C’est vrai aussi que les énormes bourdes qu’ils profèrent ont le mérite d’être rigolotes, de faire le buzz, comme on dit, de passer donc aisément à la postérité via les réseaux sociaux, contribuant ainsi à rendre ces détestables réactionnaires encore plus ridicules qu’ils ne l’étaient. C’est vrai encore que sur le sujet du numérique comme sur celui, plus étroit, du numérique éducatif, il est possible d’observer aujourd’hui d’étranges retournements de vestes… Comme quoi il reste un peu d’espoir.
La question d’enseigner avec le numérique ne se pose donc plus, car la question d’enseigner ne se pose pas.
Notez qu’il n’est pas question pour l’école, à mon avis, d’intégrer le numérique, comme certains discours ou écrits officiels nous le serinent. Je n’aime pas ce mot d’intégration qui ne correspond pas à ce qui doit se passer. Non, il est juste question de mettre l’école en adéquation avec son temps et la société telle qu’elle est. Et donc l’enseignement et les manières d’enseigner. Et donc les contenus et les programmes.
Je reviens sur ce point des programmes un peu plus loin dans ce billet car il est crucial, fondamental.
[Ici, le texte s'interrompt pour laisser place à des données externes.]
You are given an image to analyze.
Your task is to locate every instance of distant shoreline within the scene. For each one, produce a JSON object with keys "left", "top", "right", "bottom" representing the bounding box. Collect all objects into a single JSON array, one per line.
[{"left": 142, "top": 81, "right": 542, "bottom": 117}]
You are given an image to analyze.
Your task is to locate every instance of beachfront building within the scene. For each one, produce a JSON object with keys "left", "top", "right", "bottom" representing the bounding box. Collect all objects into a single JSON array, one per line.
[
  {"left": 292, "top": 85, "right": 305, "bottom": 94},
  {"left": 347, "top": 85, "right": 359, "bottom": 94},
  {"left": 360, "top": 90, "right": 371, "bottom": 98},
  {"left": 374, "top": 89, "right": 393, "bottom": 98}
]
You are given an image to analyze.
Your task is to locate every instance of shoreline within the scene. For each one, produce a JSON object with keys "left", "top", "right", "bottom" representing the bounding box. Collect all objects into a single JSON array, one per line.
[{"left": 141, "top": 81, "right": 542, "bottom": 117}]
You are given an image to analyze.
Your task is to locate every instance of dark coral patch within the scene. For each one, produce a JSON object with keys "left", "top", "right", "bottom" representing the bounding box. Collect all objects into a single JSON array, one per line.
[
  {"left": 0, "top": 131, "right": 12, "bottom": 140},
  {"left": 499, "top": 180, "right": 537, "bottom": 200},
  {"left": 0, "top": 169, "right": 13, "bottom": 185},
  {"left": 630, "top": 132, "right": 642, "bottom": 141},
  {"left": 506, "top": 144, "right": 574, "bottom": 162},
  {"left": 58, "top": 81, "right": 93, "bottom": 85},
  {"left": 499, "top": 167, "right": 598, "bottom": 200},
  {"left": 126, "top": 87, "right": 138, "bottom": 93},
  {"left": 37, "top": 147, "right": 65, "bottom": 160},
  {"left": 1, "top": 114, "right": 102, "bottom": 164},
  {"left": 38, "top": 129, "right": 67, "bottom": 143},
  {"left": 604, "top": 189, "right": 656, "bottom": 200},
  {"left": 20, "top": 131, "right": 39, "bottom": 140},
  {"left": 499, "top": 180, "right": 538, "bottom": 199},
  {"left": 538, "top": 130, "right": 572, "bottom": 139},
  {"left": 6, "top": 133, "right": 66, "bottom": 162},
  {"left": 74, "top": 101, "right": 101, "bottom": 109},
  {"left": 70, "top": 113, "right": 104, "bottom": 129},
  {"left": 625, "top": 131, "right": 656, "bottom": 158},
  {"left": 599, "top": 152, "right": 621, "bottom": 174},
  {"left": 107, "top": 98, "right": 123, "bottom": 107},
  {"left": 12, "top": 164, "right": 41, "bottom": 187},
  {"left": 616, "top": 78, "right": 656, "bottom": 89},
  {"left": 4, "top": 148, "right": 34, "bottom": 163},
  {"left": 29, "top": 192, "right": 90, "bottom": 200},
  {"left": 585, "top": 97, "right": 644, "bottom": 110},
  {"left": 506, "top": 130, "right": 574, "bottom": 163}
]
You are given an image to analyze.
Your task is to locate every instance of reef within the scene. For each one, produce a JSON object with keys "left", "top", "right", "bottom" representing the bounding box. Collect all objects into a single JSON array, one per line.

Si la question d’enseigner avec le numérique ne se pose plus, celle d’enseigner le numérique continue de se poser et nombreux sont ceux qui apportent sur le sujet des réponses différentes. Que convient-il de faire exactement ?
Certains, comme l’EPI et l’Académie des sciences et, à leur traîne, sans réfléchir une seconde, le Conseil national du numérique et certaines associations du libre, n’hésitent pas à proposer la création d’une nouvelle discipline scientifique informatique qui serait enseignée du premier degré à l’Université. J’ai déjà dit combien cette démarche, en tentant de cloisonner mieux encore les champs disciplinaires quand tout aujourd’hui, avec le numérique justement, tend à les rapprocher, me semblait ressortir d’un néo-obscurantisme moderne. Il convient donc de la combattre. Ce ne sera pas trop compliqué tant elle est navrante.
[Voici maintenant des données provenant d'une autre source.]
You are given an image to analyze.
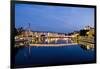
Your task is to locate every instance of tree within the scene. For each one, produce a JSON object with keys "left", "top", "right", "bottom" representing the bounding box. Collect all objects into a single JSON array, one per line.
[
  {"left": 79, "top": 29, "right": 89, "bottom": 36},
  {"left": 17, "top": 27, "right": 25, "bottom": 35}
]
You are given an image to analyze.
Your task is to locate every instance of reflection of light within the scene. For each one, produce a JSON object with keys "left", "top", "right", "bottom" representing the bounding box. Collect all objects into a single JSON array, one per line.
[
  {"left": 80, "top": 44, "right": 94, "bottom": 51},
  {"left": 64, "top": 38, "right": 68, "bottom": 40},
  {"left": 86, "top": 45, "right": 90, "bottom": 50},
  {"left": 42, "top": 37, "right": 76, "bottom": 44},
  {"left": 85, "top": 43, "right": 94, "bottom": 49},
  {"left": 45, "top": 39, "right": 48, "bottom": 42}
]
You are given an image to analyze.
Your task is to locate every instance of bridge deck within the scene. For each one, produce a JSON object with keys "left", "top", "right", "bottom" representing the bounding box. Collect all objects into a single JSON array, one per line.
[{"left": 29, "top": 43, "right": 78, "bottom": 47}]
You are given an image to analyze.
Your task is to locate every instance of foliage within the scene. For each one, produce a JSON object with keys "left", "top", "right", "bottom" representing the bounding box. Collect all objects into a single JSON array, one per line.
[{"left": 79, "top": 29, "right": 89, "bottom": 36}]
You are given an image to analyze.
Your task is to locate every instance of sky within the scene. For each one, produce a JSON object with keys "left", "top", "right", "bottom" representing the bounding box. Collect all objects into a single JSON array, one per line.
[{"left": 15, "top": 4, "right": 94, "bottom": 33}]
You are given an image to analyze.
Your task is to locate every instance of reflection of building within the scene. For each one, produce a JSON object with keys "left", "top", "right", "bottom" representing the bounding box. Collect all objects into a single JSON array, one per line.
[{"left": 80, "top": 44, "right": 94, "bottom": 51}]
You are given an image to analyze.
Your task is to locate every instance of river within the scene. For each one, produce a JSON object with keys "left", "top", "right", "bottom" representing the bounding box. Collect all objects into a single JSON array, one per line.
[{"left": 14, "top": 40, "right": 95, "bottom": 68}]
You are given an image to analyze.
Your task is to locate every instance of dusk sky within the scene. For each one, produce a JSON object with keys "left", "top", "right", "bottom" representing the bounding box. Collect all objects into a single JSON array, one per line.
[{"left": 15, "top": 4, "right": 94, "bottom": 33}]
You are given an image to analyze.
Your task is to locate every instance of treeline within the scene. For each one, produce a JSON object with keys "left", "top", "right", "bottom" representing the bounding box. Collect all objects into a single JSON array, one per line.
[
  {"left": 68, "top": 29, "right": 91, "bottom": 36},
  {"left": 14, "top": 27, "right": 25, "bottom": 36}
]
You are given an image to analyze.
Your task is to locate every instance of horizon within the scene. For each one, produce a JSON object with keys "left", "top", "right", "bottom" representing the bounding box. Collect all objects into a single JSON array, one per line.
[{"left": 15, "top": 25, "right": 94, "bottom": 34}]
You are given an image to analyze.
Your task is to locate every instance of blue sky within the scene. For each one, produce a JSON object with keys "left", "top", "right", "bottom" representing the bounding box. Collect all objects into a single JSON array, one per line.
[{"left": 15, "top": 4, "right": 94, "bottom": 33}]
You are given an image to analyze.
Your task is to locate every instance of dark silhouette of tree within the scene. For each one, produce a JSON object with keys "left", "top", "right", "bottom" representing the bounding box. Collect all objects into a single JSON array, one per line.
[
  {"left": 79, "top": 29, "right": 89, "bottom": 36},
  {"left": 17, "top": 27, "right": 25, "bottom": 35},
  {"left": 14, "top": 28, "right": 18, "bottom": 36},
  {"left": 14, "top": 27, "right": 25, "bottom": 36},
  {"left": 92, "top": 34, "right": 95, "bottom": 37},
  {"left": 68, "top": 32, "right": 74, "bottom": 35}
]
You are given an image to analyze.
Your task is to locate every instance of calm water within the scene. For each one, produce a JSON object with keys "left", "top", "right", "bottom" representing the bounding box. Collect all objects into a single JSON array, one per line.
[{"left": 15, "top": 40, "right": 95, "bottom": 67}]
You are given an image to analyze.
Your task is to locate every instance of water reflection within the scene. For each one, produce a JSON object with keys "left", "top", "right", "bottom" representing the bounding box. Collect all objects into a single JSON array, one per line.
[
  {"left": 32, "top": 37, "right": 95, "bottom": 51},
  {"left": 14, "top": 37, "right": 95, "bottom": 68},
  {"left": 80, "top": 44, "right": 94, "bottom": 51},
  {"left": 44, "top": 38, "right": 72, "bottom": 44},
  {"left": 30, "top": 37, "right": 73, "bottom": 44},
  {"left": 15, "top": 37, "right": 95, "bottom": 50}
]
J’ai, pour ma part, longtemps pensé — je crois même l’avoir écrit sur ce blogue — que l’urgence commandait de proposer, à côté des disciplines traditionnelles, un nouvel enseignement du numérique. J’ai même imaginé, je crois bien, que cet enseignement soit pris en charge, dans leur emploi du temps, par des professeurs volontaires et compétents, à commencer par les professeurs documentalistes dont nombreux sont déjà formés à cet effet. Je crois avoir lu que certains m’appuyaient dans cette démarche. J’ai même proposé de réfléchir, l’été dernier, pour appuyer le travail d’OVEI, à un référentiel complet sur ce sujet de l’enseignement du numérique, intégrant l’éducation aux médias, l’éducation informationnelle, les littératies numériques et médiatiques, des éléments d’algorithmique, de programmation, des éléments juridiques, philosophiques, civiques, économiques… Et puis j’ai réfléchi.
Et j’ai changé d’avis.
Si l’école doit réussir sa mutation et se mettre à l’heure numérique, il ne faut pas créer de nouvelle discipline. C’est inutile. En revanche, chaque discipline existante doit s’éclairer, s’enrichir, s’augmenter dirait-on aujourd’hui, de la dimension du numérique. C’est devenu nécessaire.
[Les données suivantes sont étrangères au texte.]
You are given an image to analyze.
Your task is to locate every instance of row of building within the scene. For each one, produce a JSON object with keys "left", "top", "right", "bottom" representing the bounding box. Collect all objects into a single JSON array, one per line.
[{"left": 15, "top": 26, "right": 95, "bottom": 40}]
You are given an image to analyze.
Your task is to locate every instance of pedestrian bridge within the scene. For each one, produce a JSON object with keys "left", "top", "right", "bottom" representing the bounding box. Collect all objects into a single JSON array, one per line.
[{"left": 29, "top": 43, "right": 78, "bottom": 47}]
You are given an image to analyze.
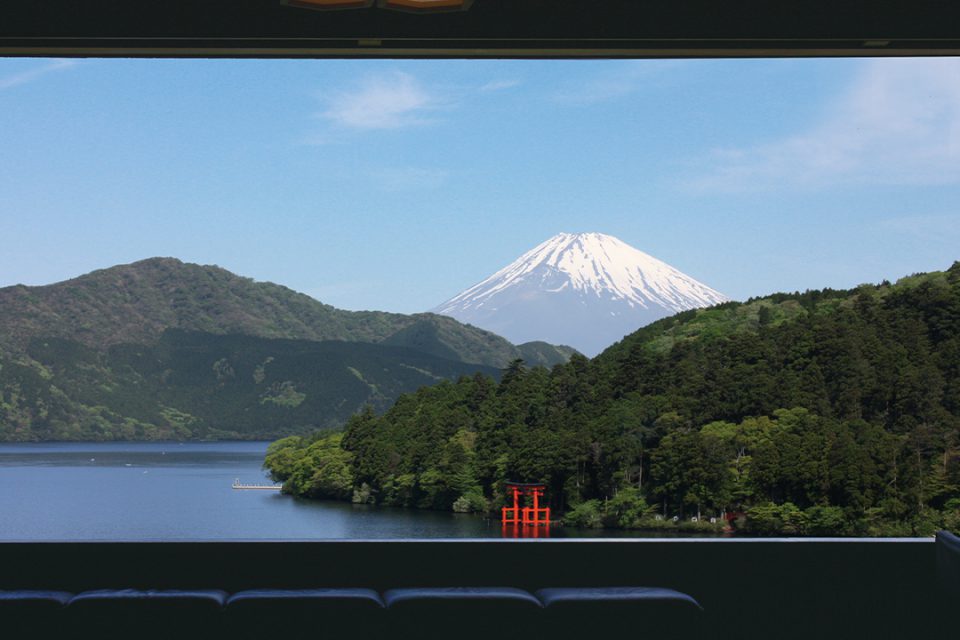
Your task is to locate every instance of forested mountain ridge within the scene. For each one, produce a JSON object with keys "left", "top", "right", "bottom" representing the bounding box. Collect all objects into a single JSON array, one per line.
[
  {"left": 597, "top": 263, "right": 960, "bottom": 431},
  {"left": 0, "top": 330, "right": 500, "bottom": 441},
  {"left": 0, "top": 259, "right": 573, "bottom": 441},
  {"left": 0, "top": 257, "right": 572, "bottom": 369},
  {"left": 266, "top": 263, "right": 960, "bottom": 535}
]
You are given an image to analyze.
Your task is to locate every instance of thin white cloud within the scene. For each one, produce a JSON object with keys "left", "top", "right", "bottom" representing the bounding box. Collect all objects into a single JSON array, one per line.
[
  {"left": 0, "top": 59, "right": 79, "bottom": 91},
  {"left": 692, "top": 58, "right": 960, "bottom": 191},
  {"left": 320, "top": 71, "right": 438, "bottom": 130},
  {"left": 479, "top": 79, "right": 521, "bottom": 92}
]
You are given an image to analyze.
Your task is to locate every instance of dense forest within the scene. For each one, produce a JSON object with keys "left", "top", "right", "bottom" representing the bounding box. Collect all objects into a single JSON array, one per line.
[
  {"left": 0, "top": 257, "right": 574, "bottom": 368},
  {"left": 0, "top": 258, "right": 574, "bottom": 441},
  {"left": 266, "top": 263, "right": 960, "bottom": 536},
  {"left": 0, "top": 330, "right": 503, "bottom": 441}
]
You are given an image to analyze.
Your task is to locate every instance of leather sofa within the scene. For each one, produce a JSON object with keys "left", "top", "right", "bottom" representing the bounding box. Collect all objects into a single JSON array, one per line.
[{"left": 1, "top": 585, "right": 702, "bottom": 640}]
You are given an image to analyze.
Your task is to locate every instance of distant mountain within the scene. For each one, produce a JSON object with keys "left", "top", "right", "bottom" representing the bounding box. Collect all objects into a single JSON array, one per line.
[
  {"left": 0, "top": 257, "right": 569, "bottom": 369},
  {"left": 433, "top": 232, "right": 729, "bottom": 356},
  {"left": 0, "top": 258, "right": 574, "bottom": 441},
  {"left": 379, "top": 318, "right": 576, "bottom": 369},
  {"left": 516, "top": 341, "right": 581, "bottom": 368}
]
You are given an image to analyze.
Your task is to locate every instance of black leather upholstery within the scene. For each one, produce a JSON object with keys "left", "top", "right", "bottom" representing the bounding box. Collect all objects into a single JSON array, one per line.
[
  {"left": 0, "top": 584, "right": 704, "bottom": 640},
  {"left": 66, "top": 589, "right": 228, "bottom": 640},
  {"left": 536, "top": 586, "right": 704, "bottom": 636},
  {"left": 0, "top": 590, "right": 73, "bottom": 635},
  {"left": 536, "top": 586, "right": 703, "bottom": 609},
  {"left": 227, "top": 587, "right": 384, "bottom": 607},
  {"left": 385, "top": 587, "right": 542, "bottom": 640},
  {"left": 226, "top": 588, "right": 385, "bottom": 640},
  {"left": 936, "top": 530, "right": 960, "bottom": 597},
  {"left": 68, "top": 587, "right": 228, "bottom": 606},
  {"left": 0, "top": 590, "right": 72, "bottom": 605},
  {"left": 384, "top": 586, "right": 542, "bottom": 608}
]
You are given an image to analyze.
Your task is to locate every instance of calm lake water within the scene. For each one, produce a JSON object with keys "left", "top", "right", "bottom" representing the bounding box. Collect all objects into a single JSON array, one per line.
[
  {"left": 0, "top": 441, "right": 506, "bottom": 540},
  {"left": 0, "top": 441, "right": 705, "bottom": 540}
]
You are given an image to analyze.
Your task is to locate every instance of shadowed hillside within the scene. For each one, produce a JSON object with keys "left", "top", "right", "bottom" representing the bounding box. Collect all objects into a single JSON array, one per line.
[
  {"left": 0, "top": 330, "right": 501, "bottom": 441},
  {"left": 0, "top": 259, "right": 575, "bottom": 441},
  {"left": 0, "top": 257, "right": 568, "bottom": 368}
]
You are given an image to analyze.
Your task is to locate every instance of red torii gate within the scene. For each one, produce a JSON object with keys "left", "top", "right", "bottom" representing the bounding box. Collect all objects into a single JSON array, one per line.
[{"left": 501, "top": 482, "right": 550, "bottom": 526}]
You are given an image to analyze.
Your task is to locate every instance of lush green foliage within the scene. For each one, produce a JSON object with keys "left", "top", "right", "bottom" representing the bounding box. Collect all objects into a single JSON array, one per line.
[
  {"left": 265, "top": 263, "right": 960, "bottom": 535},
  {"left": 0, "top": 258, "right": 574, "bottom": 441},
  {"left": 0, "top": 330, "right": 501, "bottom": 441},
  {"left": 0, "top": 257, "right": 574, "bottom": 368},
  {"left": 265, "top": 433, "right": 356, "bottom": 499}
]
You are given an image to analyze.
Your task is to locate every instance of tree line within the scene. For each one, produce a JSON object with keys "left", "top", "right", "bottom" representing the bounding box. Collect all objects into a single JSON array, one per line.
[{"left": 265, "top": 263, "right": 960, "bottom": 535}]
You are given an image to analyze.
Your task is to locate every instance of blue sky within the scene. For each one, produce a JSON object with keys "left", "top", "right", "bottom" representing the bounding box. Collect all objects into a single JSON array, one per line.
[{"left": 1, "top": 57, "right": 958, "bottom": 313}]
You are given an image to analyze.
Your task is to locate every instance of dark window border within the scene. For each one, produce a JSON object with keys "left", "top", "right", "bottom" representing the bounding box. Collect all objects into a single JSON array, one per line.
[{"left": 2, "top": 0, "right": 960, "bottom": 57}]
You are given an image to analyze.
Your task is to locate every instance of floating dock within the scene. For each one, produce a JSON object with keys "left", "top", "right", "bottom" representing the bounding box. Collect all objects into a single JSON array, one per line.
[{"left": 232, "top": 479, "right": 282, "bottom": 491}]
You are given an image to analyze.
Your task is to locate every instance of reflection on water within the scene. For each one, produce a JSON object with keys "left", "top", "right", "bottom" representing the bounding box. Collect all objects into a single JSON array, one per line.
[{"left": 501, "top": 523, "right": 550, "bottom": 538}]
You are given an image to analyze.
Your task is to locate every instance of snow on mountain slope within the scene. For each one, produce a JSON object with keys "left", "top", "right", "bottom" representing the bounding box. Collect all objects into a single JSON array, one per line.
[{"left": 432, "top": 232, "right": 729, "bottom": 356}]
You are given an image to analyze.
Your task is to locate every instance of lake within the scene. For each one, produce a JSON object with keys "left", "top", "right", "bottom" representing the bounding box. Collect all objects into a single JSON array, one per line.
[
  {"left": 0, "top": 441, "right": 714, "bottom": 540},
  {"left": 0, "top": 441, "right": 509, "bottom": 540}
]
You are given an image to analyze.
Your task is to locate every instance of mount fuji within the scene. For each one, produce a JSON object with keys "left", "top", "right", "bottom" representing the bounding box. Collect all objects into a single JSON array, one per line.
[{"left": 432, "top": 232, "right": 730, "bottom": 356}]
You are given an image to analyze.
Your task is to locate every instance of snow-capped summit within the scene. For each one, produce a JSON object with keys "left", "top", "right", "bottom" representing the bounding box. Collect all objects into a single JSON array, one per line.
[{"left": 432, "top": 232, "right": 729, "bottom": 356}]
C’est tout l’enjeu de cette mission si importante de la refondation que Vincent Peillon a confiée à Alain Boissinot, le 10 octobre dernier. Ce dernier, nommé donc à la présidence du Conseil national des programmes, a déjà commencé, avec ses collègues et les experts qu’il a choisis, le travail de réécriture des programmes de l’école du socle, de la maternelle au collège.
C’est là un chantier fondamental.
J’ai pu rencontrer Alain Boissinot récemment. J’ai pu lui poser quelques questions et tout ça fait l’objet d’un reportage vidéo qui sera projeté bientôt sur l’événement des « Boussoles du numérique » à Cenon, près de Bordeaux, le 12 décembre prochain.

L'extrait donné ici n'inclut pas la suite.